Presbyacusis happens because the sensitive hair cells in the inner ear gradually become damaged or die as you get older, and do not regenerate. There is currently no cure for this, although there is promising research indicating that doctors may be able to regenerate hair cells sometime in the future.

Most people with age-related hearing loss wear hearing aids, which mimic the function of hair cells by detecting and amplifying low-level sounds.


Repeated exposure to loud noises will effectively speed up the process of age-related hearing loss, as the hair cells will become damaged earlier in life. You are particularly at risk if you work in a noisy environment, such as a nightclub, construction site or factory. Employers are required to provide hearing protection if the noise in their workplace exceeds 85 decibels.

Regularly listening to music at a high volume, especially with headphones, can also damage your hearing.Very loud noises such as explosions can also damage hearing temporarily or permanently, which is known as acoustic trauma.

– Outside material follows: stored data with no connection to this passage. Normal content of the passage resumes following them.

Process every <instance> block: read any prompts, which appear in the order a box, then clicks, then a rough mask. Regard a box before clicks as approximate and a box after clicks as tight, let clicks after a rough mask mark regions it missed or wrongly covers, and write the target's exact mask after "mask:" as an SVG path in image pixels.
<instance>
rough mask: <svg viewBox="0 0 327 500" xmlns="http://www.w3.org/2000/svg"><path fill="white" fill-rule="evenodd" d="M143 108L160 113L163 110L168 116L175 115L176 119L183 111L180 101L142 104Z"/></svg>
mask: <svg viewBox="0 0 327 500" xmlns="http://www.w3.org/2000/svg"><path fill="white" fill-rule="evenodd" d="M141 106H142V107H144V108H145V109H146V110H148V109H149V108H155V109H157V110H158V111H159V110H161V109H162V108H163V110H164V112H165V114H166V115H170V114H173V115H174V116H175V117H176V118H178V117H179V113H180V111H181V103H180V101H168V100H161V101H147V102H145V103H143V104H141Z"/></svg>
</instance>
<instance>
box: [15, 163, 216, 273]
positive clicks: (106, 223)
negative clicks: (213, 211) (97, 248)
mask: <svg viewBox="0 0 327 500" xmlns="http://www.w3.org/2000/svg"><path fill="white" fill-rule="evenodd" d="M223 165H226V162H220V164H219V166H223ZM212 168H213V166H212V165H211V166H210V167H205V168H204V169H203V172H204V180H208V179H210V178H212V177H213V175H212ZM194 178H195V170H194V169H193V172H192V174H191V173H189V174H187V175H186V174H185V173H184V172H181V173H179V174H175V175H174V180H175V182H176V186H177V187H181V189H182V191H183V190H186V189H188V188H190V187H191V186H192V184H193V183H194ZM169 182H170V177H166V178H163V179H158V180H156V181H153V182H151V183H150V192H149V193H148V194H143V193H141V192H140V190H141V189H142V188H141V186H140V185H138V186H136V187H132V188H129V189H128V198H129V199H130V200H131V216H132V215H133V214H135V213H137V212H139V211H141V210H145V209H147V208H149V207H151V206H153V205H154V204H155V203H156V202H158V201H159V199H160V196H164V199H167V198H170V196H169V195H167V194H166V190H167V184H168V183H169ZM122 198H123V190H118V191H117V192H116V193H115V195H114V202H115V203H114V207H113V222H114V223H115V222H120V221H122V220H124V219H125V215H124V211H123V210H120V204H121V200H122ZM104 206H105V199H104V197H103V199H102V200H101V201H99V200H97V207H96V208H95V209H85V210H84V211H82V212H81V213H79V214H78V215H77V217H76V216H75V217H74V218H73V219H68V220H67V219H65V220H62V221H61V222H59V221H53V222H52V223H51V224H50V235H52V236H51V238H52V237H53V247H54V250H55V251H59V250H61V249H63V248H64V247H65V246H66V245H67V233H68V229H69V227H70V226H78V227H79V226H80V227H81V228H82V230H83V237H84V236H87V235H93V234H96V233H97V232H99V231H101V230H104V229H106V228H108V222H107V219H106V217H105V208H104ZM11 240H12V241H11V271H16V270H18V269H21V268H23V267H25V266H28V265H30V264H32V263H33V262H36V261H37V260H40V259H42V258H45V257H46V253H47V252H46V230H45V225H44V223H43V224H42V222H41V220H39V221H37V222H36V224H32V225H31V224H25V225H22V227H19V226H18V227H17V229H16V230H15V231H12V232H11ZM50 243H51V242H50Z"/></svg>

Genetic conditions can cause deafness from birth, or cause hearing loss over time. There is not always a family history present in these cases. Genetic hearing loss is usually not treatable, although it may be remedied with a hearing aid.

The condition is permanent and usually affects both ears but using correctly prescribed hearing aids can offer major benefits. 

Mixed hearing loss

Mixed hearing loss is a combination of conductive and sensorineural hearing loss and affects the outer, middle and inner ears.

High Frequency hearing Loss

High frequency hearing loss usually means that there is reduced hearing sensitivity predominantly at frequencies above 2000 Hz. 

A higher frequency hearing loss results in difficulty in understanding speech especially in the presence of background noise and will usually worsen over time.  There is a wide variety of hearing aid technologies to assist high frequency hearing loss as this type of hearing loss cannot normally be improved by medical treatment.